C'est une fulgurance de calendrier dont l'ex-garde des Sceaux a le secret. Moins d'une semaine après avoir quitté la Place Vendôme où lui a succédé Jean-Jacques Urvoas, Mme Taubira publie ses "Murmures à la jeunesse" chez l'éditeur Philippe Rey. Dans ce livre secrètement imprimé en Espagne à 40.000 exemplaires et mis en place dans les librairies depuis lundi matin, elle redit son opposition à l'élargissement de la déchéance de nationalité pour les binationaux nés Français et condamnés pour terrorisme qui figure pourtant dans le projet de réforme constitutionnelle qu'elle a cosigné et qui sera examiné à l'Assemblée à compter de vendredi.
"Elle y a réfléchi pendant les vacances de Noël. Elle a travaillé dessus les dix premiers jours de janvier", a précisé son entourage à l'AFP. L'éditeur Philippe Rey a quant à lui expliqué que Mme Taubira l'avait contacté "vers le 10 janvier pour [lui] dire qu'elle avait écrit un court texte d'une centaine de pages, déjà rédigé, et qu'elle souhaitait le publier fin janvier, avant l'ouverture du débat à l'Assemblée sur la déchéance de nationalité". La future ex-ministre n'avait alors "rien dit sur sa démission", a-t-il précisé.
Selon une source gouvernementale, François Hollande aurait même eu le livre en main dès le 23 janvier, avant sa visite officielle en Inde, quand fut actée la démission de sa garde des Sceaux, annoncée officiellement quatre jours plus tard.
Autre ironie du calendrier: le jour même de l'annonce du départ de Mme Taubira, Manuel Valls proposait une nouvelle version du texte constitutionnel expurgée de toute référence à la nationalité. Et l'avant-projet de loi d'application dont l'AFP a obtenu copie dimanche met la déchéance entre les mains du juge judiciaire.

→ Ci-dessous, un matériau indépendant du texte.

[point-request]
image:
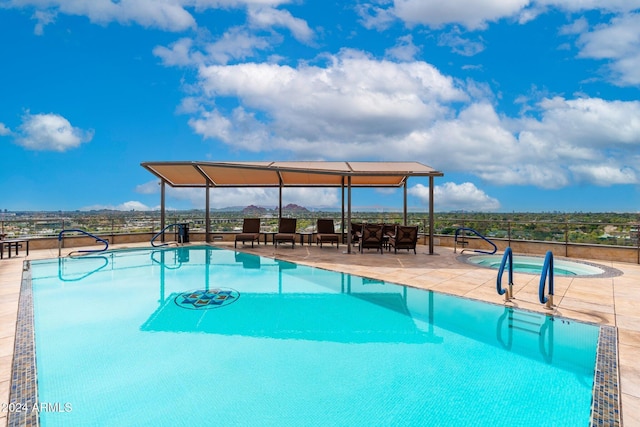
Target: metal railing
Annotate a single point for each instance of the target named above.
(563, 232)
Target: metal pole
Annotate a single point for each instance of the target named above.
(342, 220)
(207, 215)
(349, 214)
(162, 213)
(405, 202)
(280, 203)
(431, 221)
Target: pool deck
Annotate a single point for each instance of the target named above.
(611, 301)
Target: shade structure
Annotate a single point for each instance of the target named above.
(287, 174)
(200, 174)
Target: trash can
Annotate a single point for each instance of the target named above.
(183, 233)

- Lors des attentats, "le président se hisse" -
"C'est un livre sur le fond des choses, pas un livre polémique", selon son entourage. Un opus de 96 pages truffé de références littéraires (Frantz Fanon, Edouard Glissant, René Char...) mais aussi musicales avec, sur la nationalité, cette citation de Maxime Le Forestier jetée dans le débat: "Être né quelque part, pour celui qui est né, c'est toujours un hasard".
"L'absence totale d?efficacité, unanimement reconnue, suffit-elle pour renoncer à la déchéance? Non, bien sûr". Mais "osons le dire: un pays doit être capable de se débrouiller avec ses nationaux. Que serait le monde si chaque pays expulsait ses nationaux de naissance considérés comme indésirables?", écrit Mme Taubira.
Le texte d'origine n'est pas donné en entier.